Today is Juneteenth, which marks the anniversary of the day that the news of the Emancipation Proclamation finally reached  Texas, the last place to hear it (and more than two years after the fact). I strongly urge you to read this piece by Jamelle Bouie in the New York Times called Why Juneteenth Matters, if you haven’t already done so. In part, it says:

Juneteenth may mark just one moment in the struggle for emancipation, but the holiday gives us an occasion to reflect on the profound contributions of enslaved black Americans to the cause of human freedom. It gives us another way to recognize the central place of slavery and its demise in our national story. And it gives us an opportunity to remember that American democracy has more authors than the shrewd lawyers and erudite farmer-philosophers of the Revolution, that our experiment in liberty owes as much to the men and women who toiled in bondage as it does to anyone else in this nation’s history.

There are and have been many movements to make Juneteenth a national or federal holiday, as this Time article lays out. I signed the petition mentioned in that piece, started by 93 year-old Opal Lee from Forth Worth, Texas. It was almost to 500,000 signatures when I signed it; there is currently legislation in the House and the Senate to make today a national or federal holiday. You can call or use Resist-Bot to let your congresspeople know that you support this.

This is an amazing interactive piece at the New York Times called How We Juneteenth.

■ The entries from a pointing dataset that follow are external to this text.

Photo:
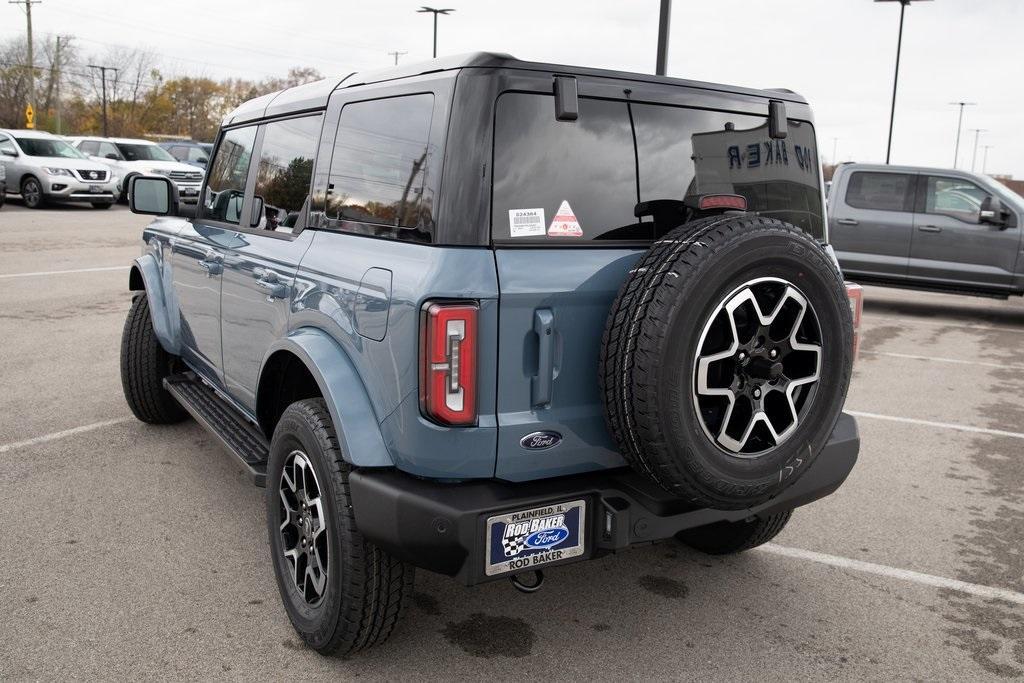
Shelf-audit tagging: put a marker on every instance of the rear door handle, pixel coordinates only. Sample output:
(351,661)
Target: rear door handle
(541,385)
(269,282)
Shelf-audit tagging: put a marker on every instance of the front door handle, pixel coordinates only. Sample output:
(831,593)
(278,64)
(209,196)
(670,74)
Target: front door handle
(542,383)
(269,282)
(212,262)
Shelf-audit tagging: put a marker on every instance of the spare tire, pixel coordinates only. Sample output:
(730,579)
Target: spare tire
(726,359)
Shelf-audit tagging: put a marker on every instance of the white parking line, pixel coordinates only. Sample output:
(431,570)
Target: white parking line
(62,272)
(1000,366)
(921,321)
(6,447)
(941,425)
(985,592)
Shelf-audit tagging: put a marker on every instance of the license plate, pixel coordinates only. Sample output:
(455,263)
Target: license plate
(528,539)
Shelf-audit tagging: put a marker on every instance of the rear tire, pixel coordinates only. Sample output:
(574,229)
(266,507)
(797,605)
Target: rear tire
(144,364)
(729,538)
(351,593)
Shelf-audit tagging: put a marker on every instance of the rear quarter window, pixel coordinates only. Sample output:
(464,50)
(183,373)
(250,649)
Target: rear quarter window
(882,191)
(617,154)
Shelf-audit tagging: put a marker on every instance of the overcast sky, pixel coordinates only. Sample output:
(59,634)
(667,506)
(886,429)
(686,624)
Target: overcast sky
(839,53)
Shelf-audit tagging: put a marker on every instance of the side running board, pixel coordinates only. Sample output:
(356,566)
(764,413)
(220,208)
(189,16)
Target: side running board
(237,434)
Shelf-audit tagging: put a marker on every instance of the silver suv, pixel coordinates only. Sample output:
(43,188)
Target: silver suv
(42,168)
(132,157)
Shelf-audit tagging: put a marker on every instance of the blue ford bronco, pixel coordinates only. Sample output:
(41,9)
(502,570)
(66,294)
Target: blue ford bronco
(484,317)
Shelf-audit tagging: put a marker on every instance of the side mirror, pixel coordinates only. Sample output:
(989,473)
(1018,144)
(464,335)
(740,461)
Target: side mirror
(992,212)
(153,195)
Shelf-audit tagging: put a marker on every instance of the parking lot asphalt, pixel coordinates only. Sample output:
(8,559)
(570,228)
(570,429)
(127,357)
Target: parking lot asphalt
(136,551)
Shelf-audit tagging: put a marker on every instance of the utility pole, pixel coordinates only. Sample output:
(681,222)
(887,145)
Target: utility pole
(102,77)
(32,65)
(435,12)
(55,76)
(984,158)
(662,61)
(960,127)
(899,46)
(974,158)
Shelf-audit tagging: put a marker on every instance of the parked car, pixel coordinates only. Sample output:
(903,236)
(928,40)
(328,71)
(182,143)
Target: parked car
(43,168)
(434,310)
(133,157)
(929,228)
(189,152)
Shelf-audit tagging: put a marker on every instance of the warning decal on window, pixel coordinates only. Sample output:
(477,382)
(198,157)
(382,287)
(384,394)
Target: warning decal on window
(525,222)
(564,223)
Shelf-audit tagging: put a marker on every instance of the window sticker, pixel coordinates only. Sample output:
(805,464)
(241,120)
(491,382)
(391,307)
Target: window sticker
(564,223)
(526,222)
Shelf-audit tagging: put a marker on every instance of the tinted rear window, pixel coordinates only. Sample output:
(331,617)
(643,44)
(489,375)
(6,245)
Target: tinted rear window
(591,167)
(884,191)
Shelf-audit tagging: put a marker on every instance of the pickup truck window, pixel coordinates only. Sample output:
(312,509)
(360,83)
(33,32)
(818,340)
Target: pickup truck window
(378,183)
(883,191)
(226,182)
(953,197)
(286,168)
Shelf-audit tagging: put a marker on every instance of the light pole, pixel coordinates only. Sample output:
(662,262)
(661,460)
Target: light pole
(435,12)
(899,45)
(974,157)
(960,127)
(984,158)
(662,62)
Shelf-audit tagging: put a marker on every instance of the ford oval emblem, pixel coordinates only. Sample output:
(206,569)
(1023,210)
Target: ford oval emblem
(541,440)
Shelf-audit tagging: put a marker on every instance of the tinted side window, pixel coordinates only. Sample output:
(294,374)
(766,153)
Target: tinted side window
(378,182)
(953,197)
(226,179)
(884,191)
(104,148)
(286,169)
(544,167)
(686,153)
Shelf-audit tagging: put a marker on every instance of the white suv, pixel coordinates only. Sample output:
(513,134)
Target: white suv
(132,157)
(43,168)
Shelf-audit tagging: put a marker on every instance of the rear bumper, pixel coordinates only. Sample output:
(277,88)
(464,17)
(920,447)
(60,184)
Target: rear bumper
(442,526)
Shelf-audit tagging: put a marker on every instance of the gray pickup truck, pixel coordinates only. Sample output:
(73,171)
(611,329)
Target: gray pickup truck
(927,228)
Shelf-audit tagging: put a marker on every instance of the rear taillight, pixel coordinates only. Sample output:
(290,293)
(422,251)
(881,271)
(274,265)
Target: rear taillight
(709,202)
(448,364)
(855,295)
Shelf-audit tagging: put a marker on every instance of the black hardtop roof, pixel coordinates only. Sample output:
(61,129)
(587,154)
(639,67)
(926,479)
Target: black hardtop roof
(314,95)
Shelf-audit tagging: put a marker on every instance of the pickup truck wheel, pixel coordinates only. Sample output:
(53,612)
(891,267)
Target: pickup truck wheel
(729,538)
(144,364)
(32,194)
(726,359)
(341,593)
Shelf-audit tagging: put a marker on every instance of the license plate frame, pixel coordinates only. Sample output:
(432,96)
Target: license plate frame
(525,540)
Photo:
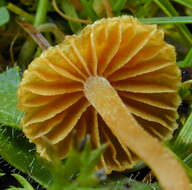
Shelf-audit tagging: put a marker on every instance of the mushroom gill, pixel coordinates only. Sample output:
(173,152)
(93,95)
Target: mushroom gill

This week there has been a movement to buy (at least!) two books from Black authors to Black out next week’s bestseller list, and there is still time to make an impact on that. If you don’t have room in your budget to buy books right now, my suggestion is that you make sure you’ve reviewed any books by Black authors that you enjoyed on Amazon and Goodreads; that really helps sell them to other people. Further, Vroman’s has a great list of Black-owned bookstores, and if you need book suggestions, this is an excellent list on Read It Forward, compiled by other Black authors. Let us know what you bought! I’ve bought Such a Fun Age by Kiley Reid, Queen Move by Kennedy Ryan (which I am reading now and it’s GREAT), and Real Men Knit by Kwana Jackson. Over the weekend, I read Samantha Irby’s deeply hilarious Wow, No Thank You. (All book links in today’s post go to Semicolon Bookstore in Chicago, and The Lit Bar in the Bronx, and are not affiliate links.)

Speaking of Samantha Irby, she had a funny piece in the New Yorker this week about the Cheesecake Factory: What Is the Wait?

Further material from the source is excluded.